The HF(v'=3) forward scattering peak of the F + H2 reaction revisited

TL;DR

This study uses quantum mechanical calculations to analyze the forward scattering peak of HF(v'=3) in the F + H2 reaction, revealing it results from energy constraints and rotational effects at specific vibrational levels.

Contribution

It revisits the HF(v'=3) forward scattering peak with detailed quantum calculations, clarifying its origin from combined vibrational and rotational dynamics.

Findings

HF(v'=3) forward scattering peak caused by energy constraints and rotational effects

The peak's intensity increases with higher vibrational levels v'

Absence of high j' products at v'=3 due to energy limitations

Abstract

A quantum mechanical coupled-channel scattering calculation on the Stark-Werner potential energy surface is used to study the F + H2(v=0; j=0,1,2) ---> H + HF(v', j') reaction at collision energies of 1.84, 2.74, and 3.42 kcal/mol.

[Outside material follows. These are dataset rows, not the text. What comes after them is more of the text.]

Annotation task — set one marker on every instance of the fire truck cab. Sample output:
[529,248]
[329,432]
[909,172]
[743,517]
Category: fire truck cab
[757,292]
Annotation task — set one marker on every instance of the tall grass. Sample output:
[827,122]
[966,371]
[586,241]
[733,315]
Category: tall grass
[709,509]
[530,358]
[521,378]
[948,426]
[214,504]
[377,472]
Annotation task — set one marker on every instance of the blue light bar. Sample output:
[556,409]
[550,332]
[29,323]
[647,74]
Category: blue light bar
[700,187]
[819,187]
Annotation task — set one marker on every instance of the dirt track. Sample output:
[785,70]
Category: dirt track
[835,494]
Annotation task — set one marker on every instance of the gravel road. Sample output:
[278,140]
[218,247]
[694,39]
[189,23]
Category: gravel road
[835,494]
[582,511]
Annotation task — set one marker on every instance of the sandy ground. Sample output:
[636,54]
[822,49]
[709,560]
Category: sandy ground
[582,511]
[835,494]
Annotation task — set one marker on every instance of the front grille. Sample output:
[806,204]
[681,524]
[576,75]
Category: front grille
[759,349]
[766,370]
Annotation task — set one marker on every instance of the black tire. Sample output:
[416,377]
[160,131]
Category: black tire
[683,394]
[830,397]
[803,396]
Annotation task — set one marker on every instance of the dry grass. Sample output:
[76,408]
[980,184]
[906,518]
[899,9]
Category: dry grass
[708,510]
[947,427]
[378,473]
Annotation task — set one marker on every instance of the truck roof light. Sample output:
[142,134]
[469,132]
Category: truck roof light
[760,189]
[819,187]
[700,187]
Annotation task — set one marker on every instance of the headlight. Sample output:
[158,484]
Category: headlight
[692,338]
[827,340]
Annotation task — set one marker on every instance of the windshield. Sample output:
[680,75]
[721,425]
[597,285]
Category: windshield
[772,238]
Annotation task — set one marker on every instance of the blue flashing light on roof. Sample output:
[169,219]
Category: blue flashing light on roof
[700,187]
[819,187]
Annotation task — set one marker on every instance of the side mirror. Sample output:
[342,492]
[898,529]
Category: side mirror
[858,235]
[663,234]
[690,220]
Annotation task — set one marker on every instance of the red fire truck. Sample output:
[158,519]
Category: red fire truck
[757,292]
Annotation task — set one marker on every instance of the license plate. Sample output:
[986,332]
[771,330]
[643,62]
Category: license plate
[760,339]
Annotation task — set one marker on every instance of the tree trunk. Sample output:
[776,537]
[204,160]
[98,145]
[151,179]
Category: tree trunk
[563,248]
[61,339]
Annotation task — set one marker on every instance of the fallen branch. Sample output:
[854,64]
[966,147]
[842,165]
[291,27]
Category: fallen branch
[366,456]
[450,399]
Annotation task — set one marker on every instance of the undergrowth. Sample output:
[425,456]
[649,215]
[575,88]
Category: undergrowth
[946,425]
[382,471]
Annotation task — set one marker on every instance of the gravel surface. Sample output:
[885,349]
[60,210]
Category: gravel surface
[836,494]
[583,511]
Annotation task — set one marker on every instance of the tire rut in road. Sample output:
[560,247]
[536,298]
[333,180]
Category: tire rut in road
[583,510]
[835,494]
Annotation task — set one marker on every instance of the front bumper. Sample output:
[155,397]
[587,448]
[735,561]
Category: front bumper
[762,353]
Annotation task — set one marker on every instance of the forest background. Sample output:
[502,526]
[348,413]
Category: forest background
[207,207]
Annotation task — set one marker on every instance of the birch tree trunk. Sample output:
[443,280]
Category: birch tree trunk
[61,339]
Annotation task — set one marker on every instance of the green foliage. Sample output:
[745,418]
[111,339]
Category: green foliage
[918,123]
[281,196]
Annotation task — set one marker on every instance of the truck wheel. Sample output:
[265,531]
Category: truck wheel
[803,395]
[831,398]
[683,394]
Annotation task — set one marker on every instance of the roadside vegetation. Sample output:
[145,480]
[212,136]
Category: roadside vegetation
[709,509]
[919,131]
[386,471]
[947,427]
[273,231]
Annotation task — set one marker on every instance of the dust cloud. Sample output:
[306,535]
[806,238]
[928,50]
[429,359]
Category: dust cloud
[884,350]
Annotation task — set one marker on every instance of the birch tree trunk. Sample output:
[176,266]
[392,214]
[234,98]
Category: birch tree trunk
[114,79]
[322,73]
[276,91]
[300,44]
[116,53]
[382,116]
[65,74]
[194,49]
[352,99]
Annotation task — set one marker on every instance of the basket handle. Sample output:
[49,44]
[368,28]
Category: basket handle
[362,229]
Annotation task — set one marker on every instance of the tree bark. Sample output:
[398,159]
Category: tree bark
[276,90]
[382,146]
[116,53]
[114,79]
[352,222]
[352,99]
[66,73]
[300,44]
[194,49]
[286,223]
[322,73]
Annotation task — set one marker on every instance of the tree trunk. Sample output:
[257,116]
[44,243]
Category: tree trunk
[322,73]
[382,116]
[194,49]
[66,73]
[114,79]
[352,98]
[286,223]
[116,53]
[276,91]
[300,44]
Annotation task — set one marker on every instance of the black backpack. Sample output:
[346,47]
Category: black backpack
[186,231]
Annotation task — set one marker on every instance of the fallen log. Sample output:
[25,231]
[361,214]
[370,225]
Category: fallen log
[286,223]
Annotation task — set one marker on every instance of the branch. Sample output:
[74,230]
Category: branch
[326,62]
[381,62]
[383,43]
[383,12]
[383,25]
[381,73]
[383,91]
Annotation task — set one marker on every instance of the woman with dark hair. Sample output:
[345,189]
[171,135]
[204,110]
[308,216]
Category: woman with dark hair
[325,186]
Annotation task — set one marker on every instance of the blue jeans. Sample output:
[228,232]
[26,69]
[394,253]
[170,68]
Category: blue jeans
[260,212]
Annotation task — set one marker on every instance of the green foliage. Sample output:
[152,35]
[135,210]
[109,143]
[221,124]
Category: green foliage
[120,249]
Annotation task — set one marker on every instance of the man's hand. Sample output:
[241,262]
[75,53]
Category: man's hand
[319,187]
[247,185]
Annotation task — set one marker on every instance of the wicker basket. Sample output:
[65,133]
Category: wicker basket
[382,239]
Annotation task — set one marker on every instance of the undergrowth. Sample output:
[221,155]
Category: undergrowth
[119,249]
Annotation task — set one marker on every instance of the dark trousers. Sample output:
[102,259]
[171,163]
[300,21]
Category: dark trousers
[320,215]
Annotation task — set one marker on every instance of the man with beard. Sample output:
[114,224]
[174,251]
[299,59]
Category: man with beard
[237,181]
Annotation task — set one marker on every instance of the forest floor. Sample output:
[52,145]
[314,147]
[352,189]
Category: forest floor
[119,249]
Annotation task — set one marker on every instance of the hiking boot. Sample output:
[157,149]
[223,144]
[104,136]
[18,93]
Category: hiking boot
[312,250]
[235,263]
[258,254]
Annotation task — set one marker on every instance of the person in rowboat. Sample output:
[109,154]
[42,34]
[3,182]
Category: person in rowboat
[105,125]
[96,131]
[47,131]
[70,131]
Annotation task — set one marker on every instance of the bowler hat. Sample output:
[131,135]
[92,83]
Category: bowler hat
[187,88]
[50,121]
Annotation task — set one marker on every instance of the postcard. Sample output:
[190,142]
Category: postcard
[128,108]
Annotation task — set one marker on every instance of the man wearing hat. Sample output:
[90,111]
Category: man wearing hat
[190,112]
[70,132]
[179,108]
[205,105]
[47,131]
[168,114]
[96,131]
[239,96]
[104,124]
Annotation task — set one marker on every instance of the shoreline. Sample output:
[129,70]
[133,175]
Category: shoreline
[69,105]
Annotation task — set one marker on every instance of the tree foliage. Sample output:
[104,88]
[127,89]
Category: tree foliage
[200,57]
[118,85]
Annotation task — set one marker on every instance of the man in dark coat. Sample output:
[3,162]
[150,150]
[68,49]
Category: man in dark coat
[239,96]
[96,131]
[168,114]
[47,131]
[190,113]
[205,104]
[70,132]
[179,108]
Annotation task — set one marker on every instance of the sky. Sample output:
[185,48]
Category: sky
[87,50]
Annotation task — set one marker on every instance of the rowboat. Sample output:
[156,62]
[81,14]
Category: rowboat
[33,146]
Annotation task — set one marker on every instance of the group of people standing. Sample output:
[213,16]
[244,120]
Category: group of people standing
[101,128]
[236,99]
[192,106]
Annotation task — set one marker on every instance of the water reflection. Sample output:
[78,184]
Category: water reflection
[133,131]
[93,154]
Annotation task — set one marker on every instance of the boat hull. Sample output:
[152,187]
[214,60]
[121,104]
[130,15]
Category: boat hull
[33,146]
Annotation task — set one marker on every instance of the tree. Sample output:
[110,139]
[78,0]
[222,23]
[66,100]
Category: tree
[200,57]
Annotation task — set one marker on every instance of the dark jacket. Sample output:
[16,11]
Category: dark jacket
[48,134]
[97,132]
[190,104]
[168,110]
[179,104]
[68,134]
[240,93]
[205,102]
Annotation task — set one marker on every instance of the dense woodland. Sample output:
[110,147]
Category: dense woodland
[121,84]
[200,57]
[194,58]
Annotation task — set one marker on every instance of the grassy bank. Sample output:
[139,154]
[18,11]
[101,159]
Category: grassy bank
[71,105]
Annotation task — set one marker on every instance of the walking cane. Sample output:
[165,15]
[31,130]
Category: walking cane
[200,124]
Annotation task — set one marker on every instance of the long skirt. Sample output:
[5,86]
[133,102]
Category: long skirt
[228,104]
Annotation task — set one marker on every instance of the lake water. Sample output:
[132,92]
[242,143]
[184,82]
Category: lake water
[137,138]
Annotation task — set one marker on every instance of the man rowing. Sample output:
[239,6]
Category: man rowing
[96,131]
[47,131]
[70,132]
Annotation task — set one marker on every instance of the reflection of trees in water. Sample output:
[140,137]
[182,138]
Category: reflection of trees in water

The dependence of the vibrationally and rotationally resolved differential cross sections on the product vibrational levels v'=0, 1, 2, and 3 as well as on the reactant and product rotational levels is analyzed. The HF(v'=3) center-of-mass forward scattering peak is shown to be caused by the superposition of two effects, namely, the absence of the HF(v'=3; j') products with large j' values due to energy constraints and the growth of the rotationally resolved HF(v', j') forward scattering peak with small j' values as v' increases.